First of all, note that there are no functions in the Lua string library that do not know anything about Unicode / mutlibyte encodings (source: Programming in Lua, 3rd edition). As for Lua, strings just consist of bytes. It's up to you what bytes make up a character if you use UTF-8 encoded strings. Therefore string.len will give you the number of bytes, not the number of characters. And string.sub will give you a substring of bytes, not a substring of characters.
Some basics of UTF-8:
If you need to brush up on Unicode conceptual frameworks, you should check out this article .
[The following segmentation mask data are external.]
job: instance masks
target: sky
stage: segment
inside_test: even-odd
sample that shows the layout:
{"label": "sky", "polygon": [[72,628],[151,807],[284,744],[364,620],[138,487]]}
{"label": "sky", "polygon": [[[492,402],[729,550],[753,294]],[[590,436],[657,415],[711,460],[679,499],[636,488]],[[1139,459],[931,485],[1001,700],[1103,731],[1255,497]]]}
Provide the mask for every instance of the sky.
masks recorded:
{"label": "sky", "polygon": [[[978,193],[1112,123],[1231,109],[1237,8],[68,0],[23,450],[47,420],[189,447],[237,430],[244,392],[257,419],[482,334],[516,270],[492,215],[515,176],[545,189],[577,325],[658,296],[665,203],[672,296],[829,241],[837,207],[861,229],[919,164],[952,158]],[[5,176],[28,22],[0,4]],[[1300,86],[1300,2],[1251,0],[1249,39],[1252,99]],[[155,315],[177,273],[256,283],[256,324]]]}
UTF-8 is one possible (and very important) implementation of Unicode - and perhaps the one you're dealing with. Unlike UTF-32 and UTF-16, a variable number of bytes (1 to 4) is used to encode each character. In particular, ASCII characters from 0 to 127 are represented by a single byte, so ASCII strings can be correctly interpreted using UTF-8 (and vice versa, if you use only these 128 characters). All other characters begin with a byte in the range of 194 to 244 (which means that more bytes are required to encode a complete character). This range is further subdivided, so that you can indicate from this byte whether 1, 2 or 3 bytes follow. These additional bytes are called continuation bytes and are guaranteed to be taken only from the range from 128 to 191. Therefore, looking at one byte, we know where it is in the character:
- If it is in
[0,127] , it is a single-byte character (ASCII) - If it is in
[128,191] , it is part of a longer character and is meaningless in itself - If it is in
[191,244] , it marks the beginning of a longer character (and tells us how long this character is)
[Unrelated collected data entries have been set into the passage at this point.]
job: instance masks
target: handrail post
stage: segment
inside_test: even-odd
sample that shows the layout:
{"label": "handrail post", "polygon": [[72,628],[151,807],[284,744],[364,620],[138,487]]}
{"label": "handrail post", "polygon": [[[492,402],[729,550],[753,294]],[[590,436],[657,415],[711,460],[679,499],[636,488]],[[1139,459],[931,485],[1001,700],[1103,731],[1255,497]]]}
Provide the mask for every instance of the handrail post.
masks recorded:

This information is enough to count the characters, split the UTF-8 string into characters and do all kinds of manipulations with UTF-8.
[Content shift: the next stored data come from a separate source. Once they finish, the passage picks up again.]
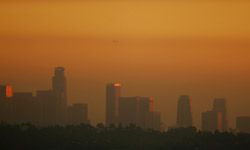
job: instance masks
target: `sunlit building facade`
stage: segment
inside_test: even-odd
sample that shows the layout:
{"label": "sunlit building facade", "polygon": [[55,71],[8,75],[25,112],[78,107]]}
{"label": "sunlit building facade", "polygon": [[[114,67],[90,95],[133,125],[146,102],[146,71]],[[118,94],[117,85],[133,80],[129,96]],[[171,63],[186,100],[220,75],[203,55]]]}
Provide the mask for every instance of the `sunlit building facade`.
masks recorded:
{"label": "sunlit building facade", "polygon": [[10,98],[13,96],[13,89],[12,86],[9,84],[0,85],[0,100],[5,98]]}
{"label": "sunlit building facade", "polygon": [[227,131],[228,120],[227,120],[227,105],[226,100],[223,98],[214,99],[213,111],[222,114],[222,131]]}
{"label": "sunlit building facade", "polygon": [[222,113],[217,111],[203,112],[201,116],[203,131],[222,131]]}

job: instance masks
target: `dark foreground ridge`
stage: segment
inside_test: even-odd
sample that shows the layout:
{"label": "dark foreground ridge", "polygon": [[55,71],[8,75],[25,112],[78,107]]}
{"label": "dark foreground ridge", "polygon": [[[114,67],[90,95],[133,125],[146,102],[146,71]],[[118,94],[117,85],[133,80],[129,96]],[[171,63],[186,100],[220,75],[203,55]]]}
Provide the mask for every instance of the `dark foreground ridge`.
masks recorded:
{"label": "dark foreground ridge", "polygon": [[1,150],[249,150],[250,134],[209,133],[195,128],[166,132],[90,125],[0,125]]}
Some pattern matching patterns:
For this task, we need several constructs that match the Lua pattern:
[...] is a character class that corresponds to one character (or rather, a byte) of those that are inside the class. For instance. [abc] matches either a , b or c . You can define ranges with a hyphen. Therefore, [\33-\127] , for example, matches any one of the bytes 33 through 127 . Note that \127 is an escape sequence that you can use on any Lua line (and not just for patterns) to specify a byte by its numeric value instead of the corresponding ASCII character. For example, "a" matches "\97" .
You can undo a character class by starting it with ^ (so that it matches a single byte that is not part of the class.
* repeats the previous token 0 or more times (arbitrarily many times - as often as possible).
$ is an anchor. If this is the last character of the pattern, the pattern will only match at the end of the line.
The combination of all this ...
... your problem boils down to a single line:
local function lastChar(s) return string.match(s, "[^\128-\191][\128-\191]*$") end
This will correspond to a character that is not a continuation character of UTF-8 (i.e. it is either a single-byte character or a byte that marks the beginning of a longer character). Then it corresponds to an arbitrary number of continuation characters (this cannot go past the current character due to the selected range), followed by the end of the line ( $ ). Therefore, this will give you all the bytes that make up the last character in the string. It displays the desired result for all 4 of your examples.
Equivalently, you can use gsub to remove the last character from your string:
function deleteLastCharacter(s) return string.gsub(s, "[^\128-\191][\128-\191]*$", "") end
Same match, but instead of returning a matched substring, we replace it with "" (i.e. delete it) and return the modified string.